Nous continuâmes notre descente de Mott street jusqu'au bout, en croisant Prince, Spring, Kenmare, Broome, Grand, Hester, Canal, Bayard puis Pell Street où nous tournâmes à gauche... Au fur et à mesure, nous étions passés du chic Nolita avec ses petites boutiques de créateurs et ses restaurants trendy au très populaire Chinatown, avec ses enseignes multi-colores et clignotantes et ses odeurs de morue séchée.

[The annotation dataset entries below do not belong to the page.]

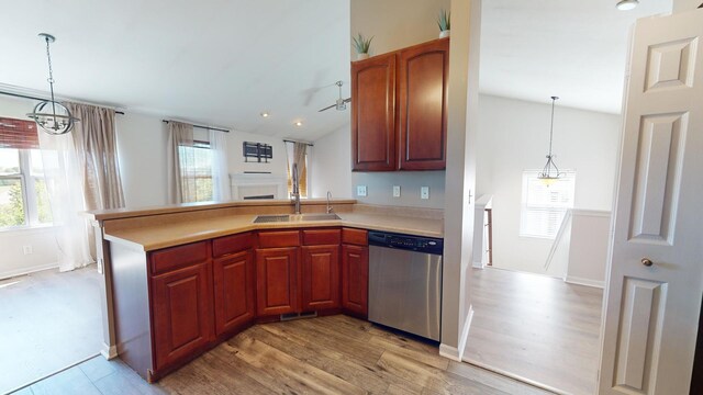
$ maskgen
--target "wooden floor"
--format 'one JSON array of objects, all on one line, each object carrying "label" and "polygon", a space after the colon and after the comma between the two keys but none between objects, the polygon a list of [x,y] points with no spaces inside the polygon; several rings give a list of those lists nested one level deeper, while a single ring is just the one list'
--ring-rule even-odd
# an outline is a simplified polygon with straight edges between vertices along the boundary
[{"label": "wooden floor", "polygon": [[156,385],[102,357],[19,394],[546,394],[346,316],[249,328]]},{"label": "wooden floor", "polygon": [[0,394],[100,352],[99,281],[94,264],[0,281]]},{"label": "wooden floor", "polygon": [[465,360],[568,394],[594,394],[602,290],[501,269],[472,269]]}]

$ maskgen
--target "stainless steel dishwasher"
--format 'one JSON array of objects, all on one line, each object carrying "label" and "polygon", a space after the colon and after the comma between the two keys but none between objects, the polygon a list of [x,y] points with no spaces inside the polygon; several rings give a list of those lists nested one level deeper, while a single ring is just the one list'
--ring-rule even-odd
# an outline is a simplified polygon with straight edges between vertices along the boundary
[{"label": "stainless steel dishwasher", "polygon": [[369,320],[439,341],[438,238],[369,232]]}]

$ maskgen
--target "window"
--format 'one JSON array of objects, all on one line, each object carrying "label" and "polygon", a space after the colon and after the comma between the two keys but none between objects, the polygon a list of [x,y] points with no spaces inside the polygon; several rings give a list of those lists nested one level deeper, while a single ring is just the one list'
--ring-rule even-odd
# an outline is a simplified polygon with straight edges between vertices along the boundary
[{"label": "window", "polygon": [[204,202],[213,199],[212,167],[213,155],[210,143],[193,140],[192,146],[178,147],[181,181],[188,184],[183,189],[183,202]]},{"label": "window", "polygon": [[[290,173],[290,167],[287,167],[288,171],[288,195],[293,192],[293,174]],[[308,154],[305,154],[305,161],[302,169],[298,169],[300,198],[308,198]]]},{"label": "window", "polygon": [[576,172],[565,171],[550,185],[539,180],[537,173],[539,170],[523,172],[520,236],[554,239],[567,210],[573,207]]},{"label": "window", "polygon": [[0,229],[49,224],[36,126],[0,117]]}]

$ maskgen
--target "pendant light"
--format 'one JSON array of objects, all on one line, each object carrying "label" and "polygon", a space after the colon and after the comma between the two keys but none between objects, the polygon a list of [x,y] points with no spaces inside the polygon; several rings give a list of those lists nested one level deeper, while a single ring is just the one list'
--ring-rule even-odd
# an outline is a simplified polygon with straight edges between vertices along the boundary
[{"label": "pendant light", "polygon": [[46,58],[48,59],[48,84],[52,91],[52,100],[45,100],[34,106],[34,111],[26,114],[36,122],[36,124],[51,135],[63,135],[74,128],[74,124],[79,122],[77,117],[70,114],[70,111],[62,103],[54,99],[54,72],[52,70],[52,55],[48,50],[51,43],[56,41],[51,34],[40,33],[46,42]]},{"label": "pendant light", "polygon": [[545,185],[551,185],[556,180],[563,176],[562,172],[559,172],[559,168],[554,162],[554,155],[551,155],[551,140],[554,137],[554,104],[557,101],[557,97],[551,97],[551,126],[549,126],[549,154],[547,154],[547,163],[545,163],[544,169],[537,176],[539,180]]},{"label": "pendant light", "polygon": [[639,4],[638,0],[621,0],[615,4],[615,7],[621,11],[629,11],[634,10],[637,4]]}]

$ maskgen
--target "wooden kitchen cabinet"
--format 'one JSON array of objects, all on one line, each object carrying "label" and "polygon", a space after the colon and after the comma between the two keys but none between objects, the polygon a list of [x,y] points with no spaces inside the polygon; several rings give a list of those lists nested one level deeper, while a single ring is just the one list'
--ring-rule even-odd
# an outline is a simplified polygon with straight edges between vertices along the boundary
[{"label": "wooden kitchen cabinet", "polygon": [[352,170],[398,168],[395,53],[352,64]]},{"label": "wooden kitchen cabinet", "polygon": [[339,245],[302,247],[302,311],[339,307]]},{"label": "wooden kitchen cabinet", "polygon": [[298,301],[298,247],[256,250],[257,315],[295,313]]},{"label": "wooden kitchen cabinet", "polygon": [[254,321],[256,267],[252,233],[212,240],[215,334],[226,337]]},{"label": "wooden kitchen cabinet", "polygon": [[347,314],[366,318],[369,313],[368,233],[343,228],[342,242],[342,308]]},{"label": "wooden kitchen cabinet", "polygon": [[352,170],[446,168],[449,38],[352,63]]},{"label": "wooden kitchen cabinet", "polygon": [[150,280],[156,371],[191,358],[214,339],[211,262],[207,242],[152,255],[153,270],[177,268]]},{"label": "wooden kitchen cabinet", "polygon": [[400,169],[444,169],[449,40],[435,40],[403,49],[399,58]]},{"label": "wooden kitchen cabinet", "polygon": [[215,259],[215,334],[221,336],[241,330],[256,315],[256,268],[250,250]]}]

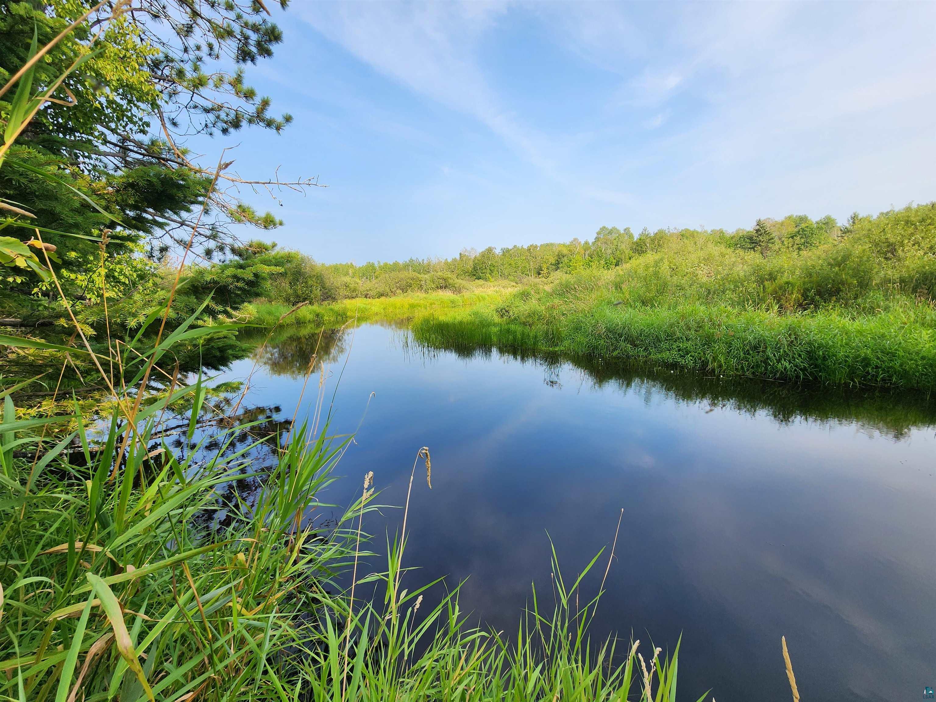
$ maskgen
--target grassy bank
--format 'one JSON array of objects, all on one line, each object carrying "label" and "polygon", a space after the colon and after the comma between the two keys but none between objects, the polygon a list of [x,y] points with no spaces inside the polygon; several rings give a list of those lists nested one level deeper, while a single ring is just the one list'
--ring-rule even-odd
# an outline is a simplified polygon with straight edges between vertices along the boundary
[{"label": "grassy bank", "polygon": [[575,300],[552,292],[515,296],[424,316],[414,333],[429,345],[456,350],[488,346],[788,382],[936,388],[936,330],[914,323],[912,314],[849,318],[615,301],[610,291]]},{"label": "grassy bank", "polygon": [[470,293],[414,293],[391,298],[353,298],[328,304],[307,304],[298,309],[280,302],[256,301],[245,305],[239,321],[263,328],[337,327],[358,322],[406,321],[427,314],[464,311],[500,300],[510,288]]},{"label": "grassy bank", "polygon": [[[154,402],[125,444],[116,417],[96,444],[80,428],[77,454],[15,420],[7,398],[5,699],[675,699],[679,646],[659,658],[636,641],[590,641],[599,593],[564,581],[557,562],[554,605],[534,595],[512,641],[468,625],[457,589],[413,583],[405,516],[385,569],[370,560],[364,577],[373,474],[337,522],[320,518],[350,438],[294,425],[277,448],[276,435],[251,437],[257,423],[204,431],[203,398],[198,383],[179,390],[192,409],[174,426],[155,420],[167,399]],[[257,475],[264,448],[276,460]],[[426,449],[411,490],[423,461]],[[254,499],[239,490],[250,481]],[[343,572],[349,589],[334,580]]]},{"label": "grassy bank", "polygon": [[758,227],[760,249],[742,245],[756,232],[647,235],[613,268],[529,283],[499,302],[417,320],[415,331],[448,348],[936,388],[936,204],[854,218],[805,248],[795,229],[784,239]]}]

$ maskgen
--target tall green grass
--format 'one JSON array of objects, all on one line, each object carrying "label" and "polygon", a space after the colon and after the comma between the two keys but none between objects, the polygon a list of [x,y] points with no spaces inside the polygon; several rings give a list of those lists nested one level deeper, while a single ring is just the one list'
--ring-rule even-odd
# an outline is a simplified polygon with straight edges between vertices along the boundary
[{"label": "tall green grass", "polygon": [[258,300],[247,304],[239,321],[266,329],[338,327],[345,322],[406,321],[430,312],[462,310],[500,300],[503,293],[413,293],[392,298],[355,298],[319,305],[290,306]]},{"label": "tall green grass", "polygon": [[[870,314],[621,300],[607,276],[534,287],[498,304],[426,315],[414,333],[430,345],[493,346],[830,385],[936,388],[929,306]],[[922,308],[922,309],[921,309]]]}]

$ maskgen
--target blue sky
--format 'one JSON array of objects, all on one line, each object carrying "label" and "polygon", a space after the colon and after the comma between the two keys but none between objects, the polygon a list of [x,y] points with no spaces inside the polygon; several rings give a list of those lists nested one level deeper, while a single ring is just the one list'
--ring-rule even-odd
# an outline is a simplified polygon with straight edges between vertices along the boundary
[{"label": "blue sky", "polygon": [[[602,225],[750,227],[936,199],[936,3],[319,3],[252,84],[291,112],[235,168],[324,262]],[[211,160],[211,158],[206,158]]]}]

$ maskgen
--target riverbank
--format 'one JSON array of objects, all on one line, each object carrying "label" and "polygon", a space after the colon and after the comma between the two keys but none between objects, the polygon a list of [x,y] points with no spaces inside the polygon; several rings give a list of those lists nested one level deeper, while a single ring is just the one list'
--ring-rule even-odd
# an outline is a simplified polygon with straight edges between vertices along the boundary
[{"label": "riverbank", "polygon": [[389,298],[352,298],[338,302],[290,306],[258,300],[244,305],[237,321],[269,329],[289,327],[339,327],[346,322],[394,322],[426,314],[464,312],[493,304],[515,286],[493,287],[466,293],[413,293]]},{"label": "riverbank", "polygon": [[[565,293],[565,294],[563,294]],[[613,286],[527,288],[496,304],[427,314],[430,345],[553,352],[784,382],[936,388],[936,330],[913,308],[782,314],[701,303],[628,305]]]}]

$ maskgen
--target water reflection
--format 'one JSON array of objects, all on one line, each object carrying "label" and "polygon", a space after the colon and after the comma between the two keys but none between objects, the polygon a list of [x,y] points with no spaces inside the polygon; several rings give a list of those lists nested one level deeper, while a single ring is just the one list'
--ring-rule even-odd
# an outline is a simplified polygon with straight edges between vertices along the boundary
[{"label": "water reflection", "polygon": [[[411,585],[467,578],[462,607],[516,630],[532,582],[548,599],[549,538],[574,574],[623,507],[594,633],[670,647],[681,634],[686,698],[784,698],[782,635],[812,699],[910,698],[936,677],[929,398],[459,356],[376,326],[336,333],[327,354],[283,341],[258,357],[275,362],[255,401],[291,412],[316,344],[331,382],[342,375],[336,431],[354,431],[376,393],[326,499],[347,504],[373,470],[381,502],[402,505],[431,447],[432,490],[415,490],[409,513]],[[374,516],[373,546],[400,517]]]}]

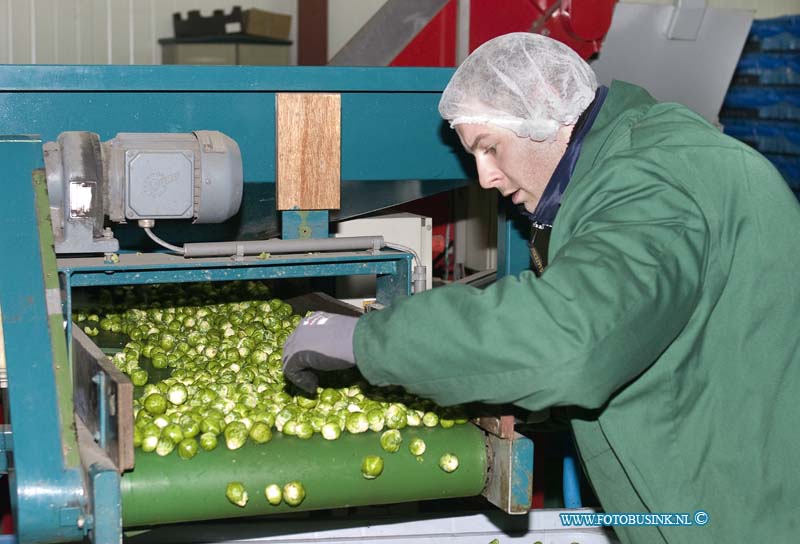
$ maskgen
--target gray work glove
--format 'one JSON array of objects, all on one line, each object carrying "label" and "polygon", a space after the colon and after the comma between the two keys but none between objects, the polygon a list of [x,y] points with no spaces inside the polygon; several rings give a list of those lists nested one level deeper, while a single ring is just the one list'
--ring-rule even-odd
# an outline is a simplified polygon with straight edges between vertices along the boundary
[{"label": "gray work glove", "polygon": [[315,371],[345,370],[356,364],[353,333],[357,317],[315,312],[304,317],[283,345],[283,375],[313,393]]}]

Doyers Street était une toute petite rue, mal éclairée, qui partait en boomerang, si petite que je me demandais comment une voiture pouvait passer par là. Il n'y avait pas de trottoir ou presque et le bar avait pris possession d'un ancien restaurant asiatique, le Gold Flower Restaurant, dans le virage, entre le Vietnamese Restaurant et le Fashion Chinatown. "Pittoresque!" pensai-je

Sam, l'agent de Jack, nous attendait devant. Il discutait avec le maître des lieux, Albert, et son bras droit, Bob, un mec sublime à la peau noire ébène, d'une élégance absolue dans son costume trois pièces taillé sur mesure, avec son noeux de papillon ajusté et ses chaussures, tellement bien cirées, que je pouvais me voir dedans. On se serait cru dans un film de Sorcese... Je m'attendais à voir la mafia débarquer à tout moment...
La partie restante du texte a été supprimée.